Still, there could be light at the end of the tunnel. To quell ever-increasing gasoline prices and inflation in the USA, the Federal Reserve is expected to increase interest rates just before the OPEC meeting. Analysts report that the Fed could be raising interest rates by 50-base points, the highest in the last 20 years. How far the latter will have the targeted effects is still unclear, as the main part of US inflation is an overheated job market. The same is partly the case in Europe, so a very prudent interest rate hike is needed not to become a two-sided sword.
Global economies are struggling to keep growth in place. The USA could already be heading towards an official recession. In the last quarter, the US economy already was minus 1.4%. European growth figures will be not as positive as expected too.

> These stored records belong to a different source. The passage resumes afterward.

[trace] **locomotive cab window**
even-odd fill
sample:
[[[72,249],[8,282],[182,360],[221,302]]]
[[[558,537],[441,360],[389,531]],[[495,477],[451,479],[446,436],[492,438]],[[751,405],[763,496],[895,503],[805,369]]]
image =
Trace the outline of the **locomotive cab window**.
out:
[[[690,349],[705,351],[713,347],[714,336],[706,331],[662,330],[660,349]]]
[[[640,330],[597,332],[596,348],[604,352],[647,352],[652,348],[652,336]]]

No relief is expected as national growth is the primary target
Still, OPEC is not going to be at the mercy of the US or European economic growth figures. The oil group, under the stringent leadership of Saudi Arabia and Abu Dhabi, is not willing to risk any oil price scenarios as during COVID. Negative or plummeting oil prices will be prevented by all means. If any negative global growth figures are emerging, OPEC is not going to increase production levels but will be more inclined to squeeze production again. Saudi Arabia, and its compatriots in Abu Dhabi, will also not like to risk their current economic growth figures. Both countries have been reaping the rewards lately of their prudent but maybe too cautious oil strategies. Again, the loss of some is the gain for others.